Ogni anno, con l’arrivo dell’estate, l’Italia si divide tra chi può permettersi un periodo di vacanza e chi, invece, resta indietro. Non si tratta solo di scelte personali o di stili di vita, ma di una frattura economica e sociale che si riflette anche sul diritto – troppo spesso sottovalutato – al riposo.
Le ferie estive, per molti, sono un miraggio: tra stipendi bassi, contratti precari, pensioni minime e lavori discontinui, migliaia di famiglie italiane vivono l’estate come un ulteriore momento di esclusione. Le disuguaglianze diventano ancora più visibili nei mesi caldi. I pensionati con assegni minimi, i giovani con contratti stagionali o intermittenti, le famiglie monoreddito: queste categorie non hanno solo difficoltà a partire, ma spesso non possono nemmeno accedere a momenti di svago o benessere, anche nel proprio territorio.
L’aumento del costo della vita, il caro trasporti, l’inflazione turistica rendono inaccessibili persino le vacanze brevi o “a chilometro zero”.
L’articolo 36 della Costituzione italiana riconosce il diritto al riposo come parte integrante della dignità del lavoro. Ma quando milioni di cittadini non riescono a godere nemmeno di pochi giorni di serenità, quel diritto diventa un privilegio per pochi. E questo dovrebbe interrogarci, come società e come istituzioni.

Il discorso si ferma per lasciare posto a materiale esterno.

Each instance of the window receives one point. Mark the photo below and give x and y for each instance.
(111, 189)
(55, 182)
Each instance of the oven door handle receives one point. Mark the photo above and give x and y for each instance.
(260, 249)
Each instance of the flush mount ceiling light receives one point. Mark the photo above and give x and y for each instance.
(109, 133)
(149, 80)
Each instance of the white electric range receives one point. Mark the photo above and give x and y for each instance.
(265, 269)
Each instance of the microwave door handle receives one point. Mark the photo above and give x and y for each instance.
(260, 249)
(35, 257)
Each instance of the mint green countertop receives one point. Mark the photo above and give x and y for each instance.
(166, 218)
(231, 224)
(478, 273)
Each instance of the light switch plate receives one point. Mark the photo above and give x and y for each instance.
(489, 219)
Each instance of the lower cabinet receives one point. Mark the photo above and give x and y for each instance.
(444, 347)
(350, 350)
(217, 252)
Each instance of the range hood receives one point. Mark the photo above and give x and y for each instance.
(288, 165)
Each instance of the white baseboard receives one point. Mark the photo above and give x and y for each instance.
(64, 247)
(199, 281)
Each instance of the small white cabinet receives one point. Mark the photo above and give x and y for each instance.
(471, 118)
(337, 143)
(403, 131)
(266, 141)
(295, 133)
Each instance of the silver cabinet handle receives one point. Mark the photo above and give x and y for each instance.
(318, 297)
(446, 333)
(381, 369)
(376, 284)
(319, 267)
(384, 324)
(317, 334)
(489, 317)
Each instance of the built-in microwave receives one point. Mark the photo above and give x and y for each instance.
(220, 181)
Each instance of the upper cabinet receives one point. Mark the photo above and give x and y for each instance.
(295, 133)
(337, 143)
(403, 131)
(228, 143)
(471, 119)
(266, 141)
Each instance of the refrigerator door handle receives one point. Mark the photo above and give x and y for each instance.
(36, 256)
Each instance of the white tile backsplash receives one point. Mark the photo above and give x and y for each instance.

I patronati, soprattutto quelli presenti nei piccoli comuni e nelle periferie, restano spesso gli unici presìdi attivi anche durante l’estate.
Offrono supporto, orientamento, e spesso diventano punto di riferimento per chi, in questi mesi, affronta problemi con pensioni, indennità, disoccupazione o assistenza familiare.
Ma il loro ruolo è anche culturale: ricordare che i diritti sociali non vanno in ferie. Servono politiche pubbliche capaci di garantire il diritto al riposo e alla qualità della vita anche alle fasce più deboli.
Tra le proposte: bonus vacanze realmente accessibili, convenzioni con enti locali per servizi ricreativi e sanitari, supporto alle famiglie con disabili o anziani durante l’estate. E ancora, il rilancio del turismo sociale, sostenibile e inclusivo.
Il riposo non è un lusso, ma una condizione essenziale per il benessere psicofisico delle persone. Quando viene negato a milioni di cittadini, si innesca un circolo vizioso di stress, malessere, solitudine e impoverimento culturale.
Ecco perché il tema delle vacanze non può essere affrontato solo con leggerezza o superficialità. L’estate dovrebbe essere un tempo di rigenerazione, per tutti.
Ma finché sarà solo una stagione che amplifica le disuguaglianze, non potremo dirci davvero una comunità equa. Serve un nuovo patto sociale che rimetta al centro la persona, il tempo, e il valore del riposo come strumento di uguaglianza.